We begin class by wrapping up the last part of Act I. Students have their character roles firmly established now and are focused on cues and developing their character. The students who are sitting down and watching keep double-entry journals to better understand what is happening. A double-entry journal is simply a piece of paper with a line down the middle. On the left side is a short quite, no more than two lines of dialogue; on the right side are students' recorded reactions to the text. These reactions should be short notations students use later for class discussion. I ask students to make a goal of recording at least four entries per class. Double-entry journals are a great way for students to develop skills for recording textual evidence. Students know they will have to discuss the scene at several points during class and they will be expected to use the text in their responses. A double-entry journal is a way for them to record their thoughts and confusions for later use.
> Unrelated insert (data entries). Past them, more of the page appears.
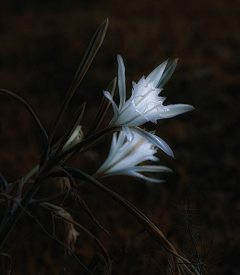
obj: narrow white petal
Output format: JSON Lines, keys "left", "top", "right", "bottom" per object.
{"left": 103, "top": 132, "right": 126, "bottom": 169}
{"left": 102, "top": 170, "right": 165, "bottom": 183}
{"left": 108, "top": 132, "right": 117, "bottom": 158}
{"left": 122, "top": 113, "right": 148, "bottom": 127}
{"left": 103, "top": 90, "right": 119, "bottom": 123}
{"left": 131, "top": 127, "right": 174, "bottom": 158}
{"left": 117, "top": 55, "right": 126, "bottom": 110}
{"left": 110, "top": 165, "right": 172, "bottom": 174}
{"left": 146, "top": 60, "right": 168, "bottom": 88}
{"left": 124, "top": 171, "right": 165, "bottom": 183}
{"left": 159, "top": 104, "right": 194, "bottom": 118}
{"left": 156, "top": 59, "right": 178, "bottom": 88}
{"left": 113, "top": 98, "right": 143, "bottom": 126}
{"left": 122, "top": 124, "right": 133, "bottom": 141}
{"left": 129, "top": 165, "right": 172, "bottom": 172}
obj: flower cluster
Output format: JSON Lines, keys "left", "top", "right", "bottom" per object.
{"left": 98, "top": 55, "right": 194, "bottom": 182}
{"left": 104, "top": 55, "right": 193, "bottom": 138}
{"left": 95, "top": 131, "right": 171, "bottom": 183}
{"left": 0, "top": 20, "right": 196, "bottom": 272}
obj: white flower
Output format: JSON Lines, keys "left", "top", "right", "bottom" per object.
{"left": 95, "top": 131, "right": 172, "bottom": 183}
{"left": 104, "top": 55, "right": 194, "bottom": 155}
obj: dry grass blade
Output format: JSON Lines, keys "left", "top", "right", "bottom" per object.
{"left": 41, "top": 19, "right": 109, "bottom": 166}
{"left": 15, "top": 202, "right": 94, "bottom": 275}
{"left": 0, "top": 89, "right": 48, "bottom": 144}
{"left": 75, "top": 194, "right": 111, "bottom": 236}
{"left": 40, "top": 202, "right": 112, "bottom": 275}
{"left": 66, "top": 168, "right": 201, "bottom": 275}
{"left": 0, "top": 165, "right": 76, "bottom": 249}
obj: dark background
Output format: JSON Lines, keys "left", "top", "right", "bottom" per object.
{"left": 0, "top": 0, "right": 240, "bottom": 274}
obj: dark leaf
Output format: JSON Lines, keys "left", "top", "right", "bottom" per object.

The scene we left off at yesterday featured Julia and Lucetta. Julia has a letter from Proteus, but in a fit of contrariness she rips it up. To encourage students' active participation and to see how Shakespeare timed his stage directions, I give my students a piece of paper to rip up and instruct them to try to act out the physical humor as best they can while holding a copy of the play in one hand. When Lucetta comes back in, I instruct that student to pick up the bits of paper when Lucetta does in the play.
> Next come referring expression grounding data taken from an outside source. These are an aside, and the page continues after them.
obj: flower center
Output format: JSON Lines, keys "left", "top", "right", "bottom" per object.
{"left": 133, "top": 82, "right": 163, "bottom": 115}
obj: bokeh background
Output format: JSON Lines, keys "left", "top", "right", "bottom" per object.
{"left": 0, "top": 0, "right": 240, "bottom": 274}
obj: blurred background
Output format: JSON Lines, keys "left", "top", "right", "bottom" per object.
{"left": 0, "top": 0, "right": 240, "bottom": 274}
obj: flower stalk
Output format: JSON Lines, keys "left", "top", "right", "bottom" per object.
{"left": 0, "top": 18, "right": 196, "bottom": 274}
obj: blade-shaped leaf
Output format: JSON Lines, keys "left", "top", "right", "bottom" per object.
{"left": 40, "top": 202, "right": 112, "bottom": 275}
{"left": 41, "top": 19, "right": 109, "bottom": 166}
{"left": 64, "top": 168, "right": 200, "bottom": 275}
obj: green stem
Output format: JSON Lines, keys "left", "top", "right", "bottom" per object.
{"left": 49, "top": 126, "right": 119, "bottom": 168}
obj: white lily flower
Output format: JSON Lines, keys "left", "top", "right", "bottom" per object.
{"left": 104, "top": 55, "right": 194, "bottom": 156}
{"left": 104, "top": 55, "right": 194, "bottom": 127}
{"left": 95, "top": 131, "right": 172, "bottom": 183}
We discuss how the physical actions make Julia and Lucetta's emotional states more real and though there are few physical stage directions, the importance of action during the play. We briefly touch on the improvisations that actors might bring to each character and the variety of tone and emotion they could give the scene.
The opening scene of Act II when Valentine sees Silvia's glove is a great place to discuss motives and appearances.
I begin this scene by asking students: "Have you ever been out with your friends and you point your crush out to your friend and then he says her name really loud?"
Most of the kids have had that happen to them, or they've been the friend.
"Let's see if that happens in this scene and what Valentine does?"
The student who reads for Valentine takes the hint and begins the scene by whispering, his classmate gets into the ideas as well, and yells "Madam, Silvia!" in a comic falsetto.
We read their exchange back and forth and then I ask the students what's changed about Valentine. They agree that falling in love has made him a little stupid.
This introduction to Launce and Crabbe is rather long, but also one of the funniest scenes in the play. Again, I walk the student through the lines first, and we discuss where exactly it would be the most humorous for Launce to take off his shoe and what part of the shoe he should talk to. The text gives some ideas, but the student who reads Launce's part wants to speak into the opening of the shoe, all the while, grimacing. It can be quite funny to see a student holding a show up to his face while trying to read Launce's lower-class Londoner's dialect.